Part of that is due to Bill Holderman's direction. Holderman is no stranger to working with long-time actors from the past generation as a writer and producer and has done some pretty decent work over the years. The first "Book Club" put Holderman in the director's chair for the first time to accomplish this similar feat: to provide a suitable piece of entertainment for an older crowd who grew up with specific actors like Robert Redford and Diane Keaton. The result was far from groundbreaking, but Holderman understood the process of providing heart and endearment out of four seniors reading Fifty Shades of Grey. "The Next Chapter" sees Holderman maintain the tone that worked in its predecessor while providing the corniness of its humor and heart.
Speaking of humor, the film consists of several jokes involving sexual suggestions and cheesy one-liners. It even features Vivian mistaking a police officer for a cosplay stripper, if that isn't enough to convince you. If you've watched the first movie, you'll quickly understand the sequel's mildly risqué humor. But, of course, the comedy will highly depend on someone's mood, including mine. The film's comedy delivered a suitable blend of charm, cheesiness, and chuckles to keep this vacation enthusiastic, but only in the first half. After a while, this girls' trip lost some of its comedic steam, making the remaining jokes more corny than hysterical.
Fortunately, even with its mawkish humor, there's no denying that the film quickly benefited from its talented quartet of leading ladies.
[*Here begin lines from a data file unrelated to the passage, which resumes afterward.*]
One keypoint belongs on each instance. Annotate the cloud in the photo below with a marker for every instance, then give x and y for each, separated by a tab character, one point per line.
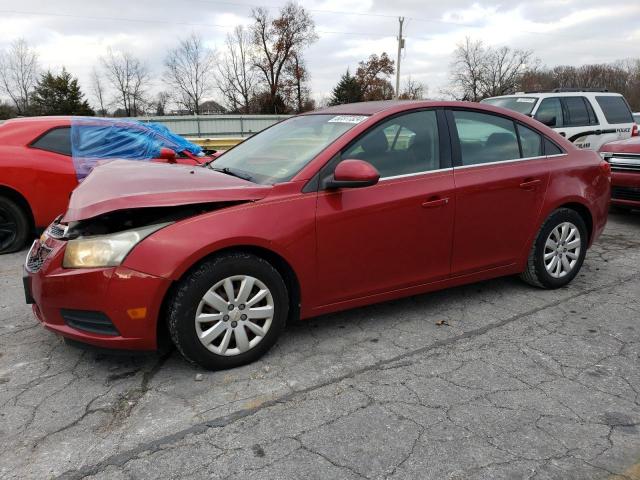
76	33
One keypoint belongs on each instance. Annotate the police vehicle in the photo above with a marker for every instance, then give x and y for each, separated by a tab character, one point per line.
587	117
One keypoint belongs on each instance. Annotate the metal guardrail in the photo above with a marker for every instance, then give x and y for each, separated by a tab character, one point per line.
216	143
214	126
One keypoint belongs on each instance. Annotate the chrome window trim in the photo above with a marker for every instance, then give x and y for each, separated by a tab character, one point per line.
540	157
512	160
406	175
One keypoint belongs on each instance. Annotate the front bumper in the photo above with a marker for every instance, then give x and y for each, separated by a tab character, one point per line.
625	189
129	299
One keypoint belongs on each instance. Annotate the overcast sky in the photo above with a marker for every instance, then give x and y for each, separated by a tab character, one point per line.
75	33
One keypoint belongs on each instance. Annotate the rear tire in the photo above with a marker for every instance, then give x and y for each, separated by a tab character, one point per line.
217	326
558	251
14	226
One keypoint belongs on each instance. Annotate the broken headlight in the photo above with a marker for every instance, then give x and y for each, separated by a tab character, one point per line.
105	250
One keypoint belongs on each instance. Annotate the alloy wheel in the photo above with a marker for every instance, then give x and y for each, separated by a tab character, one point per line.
234	315
562	249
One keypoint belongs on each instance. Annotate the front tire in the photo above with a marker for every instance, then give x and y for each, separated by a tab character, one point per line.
558	252
14	226
229	311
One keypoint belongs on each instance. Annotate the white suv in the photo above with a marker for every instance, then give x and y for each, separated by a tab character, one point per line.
589	118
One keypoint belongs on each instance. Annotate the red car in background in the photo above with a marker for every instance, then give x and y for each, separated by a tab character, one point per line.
325	211
37	172
624	158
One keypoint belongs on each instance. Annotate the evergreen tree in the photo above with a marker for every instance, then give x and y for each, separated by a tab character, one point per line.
59	95
348	90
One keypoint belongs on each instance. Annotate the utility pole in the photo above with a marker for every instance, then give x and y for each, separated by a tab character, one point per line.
400	47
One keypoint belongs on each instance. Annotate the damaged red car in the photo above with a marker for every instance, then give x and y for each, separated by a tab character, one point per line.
325	211
42	159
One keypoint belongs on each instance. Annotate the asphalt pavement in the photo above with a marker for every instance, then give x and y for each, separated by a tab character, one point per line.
496	380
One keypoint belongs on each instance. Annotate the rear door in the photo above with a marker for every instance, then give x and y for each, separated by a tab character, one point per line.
501	177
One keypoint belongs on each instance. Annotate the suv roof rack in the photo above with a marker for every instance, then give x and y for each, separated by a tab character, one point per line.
566	89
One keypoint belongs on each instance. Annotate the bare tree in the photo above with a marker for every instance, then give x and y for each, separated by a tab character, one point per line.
478	71
467	70
236	75
19	74
162	99
295	87
373	76
503	70
98	91
413	90
275	41
129	77
189	72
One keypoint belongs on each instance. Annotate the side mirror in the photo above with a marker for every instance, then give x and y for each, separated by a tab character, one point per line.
168	155
353	174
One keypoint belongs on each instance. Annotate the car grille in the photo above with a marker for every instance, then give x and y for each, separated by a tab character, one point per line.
89	321
626	193
56	230
625	162
37	256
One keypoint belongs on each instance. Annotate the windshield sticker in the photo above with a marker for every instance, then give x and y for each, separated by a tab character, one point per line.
348	119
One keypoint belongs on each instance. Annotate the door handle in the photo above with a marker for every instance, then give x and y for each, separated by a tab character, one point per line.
437	202
530	184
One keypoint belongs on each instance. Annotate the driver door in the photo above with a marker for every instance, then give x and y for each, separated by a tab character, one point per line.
397	233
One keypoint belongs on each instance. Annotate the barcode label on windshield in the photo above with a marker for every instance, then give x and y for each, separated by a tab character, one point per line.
348	119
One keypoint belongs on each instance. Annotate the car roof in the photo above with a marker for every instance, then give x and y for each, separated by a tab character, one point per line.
366	108
558	94
57	119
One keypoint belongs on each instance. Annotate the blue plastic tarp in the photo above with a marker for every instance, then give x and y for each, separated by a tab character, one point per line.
97	139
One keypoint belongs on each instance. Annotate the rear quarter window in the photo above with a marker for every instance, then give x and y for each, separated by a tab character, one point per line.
57	140
615	108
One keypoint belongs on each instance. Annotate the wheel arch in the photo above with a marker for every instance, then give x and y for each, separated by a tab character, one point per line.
283	267
584	212
22	202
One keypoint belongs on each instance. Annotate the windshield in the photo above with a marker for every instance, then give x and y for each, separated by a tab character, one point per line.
522	105
278	153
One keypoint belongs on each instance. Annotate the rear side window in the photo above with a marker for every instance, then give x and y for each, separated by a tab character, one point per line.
485	138
530	141
57	140
578	114
615	108
551	148
522	105
550	112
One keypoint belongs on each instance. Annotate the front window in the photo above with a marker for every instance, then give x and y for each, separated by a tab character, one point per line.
404	145
522	105
278	153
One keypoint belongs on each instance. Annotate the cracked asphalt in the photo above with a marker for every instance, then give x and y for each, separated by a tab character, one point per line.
520	383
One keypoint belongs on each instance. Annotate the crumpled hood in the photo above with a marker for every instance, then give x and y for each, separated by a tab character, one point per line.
125	184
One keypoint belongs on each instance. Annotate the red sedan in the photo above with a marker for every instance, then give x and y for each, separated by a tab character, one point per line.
624	158
325	211
39	168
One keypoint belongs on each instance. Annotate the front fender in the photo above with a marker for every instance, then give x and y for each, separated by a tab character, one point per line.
285	227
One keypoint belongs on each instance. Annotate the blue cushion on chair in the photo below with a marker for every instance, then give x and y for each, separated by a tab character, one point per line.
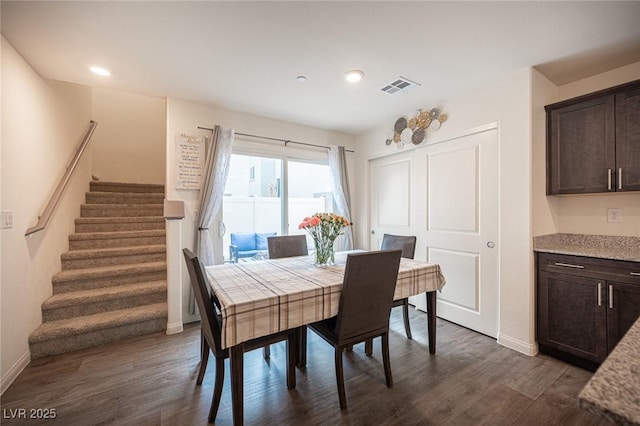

Like "Book Club", "The Next Chapter" has the main actresses carrying their huge baggage from beginning to end. Based on my history with some of the actresses, the result is what I expected. They're fun, charming, and even amusingly lively. Keaton, Fonda, Bergen, and Steenburgen were all constantly entertaining as the book club friends, which is enough to make my uneven trip less of a chore. The supporting cast also did pretty well helping the main leads make this vacation entertaining, including Don Johnson as Arthur.
Overall, "Book Club: The Next Chapter" will likely please fans of its predecessor and the actresses involved with its feel-good tone. However, for everyone else, it's an undemanding and middling girls' trip that struggles to make it worth a read. It's another movie that mostly succeeds in giving its audiences a light-hearted, low-stakes piece of escapism from the horrors of stupidity and hate-related violence. Sadly, everything else is average enough to make this vacation fun for a while, but it will likely be forgotten after a few days. The main leads are as endearing as ever, and its harmless tone is tolerable. Unfortunately, its average screenplay, genre cliches, hit-and-miss humor, and pacing make this international trip a tiny step down from the first book club gathering. Also, in case you're wondering, my mother enjoyed it more than I did, so I can't complain too much.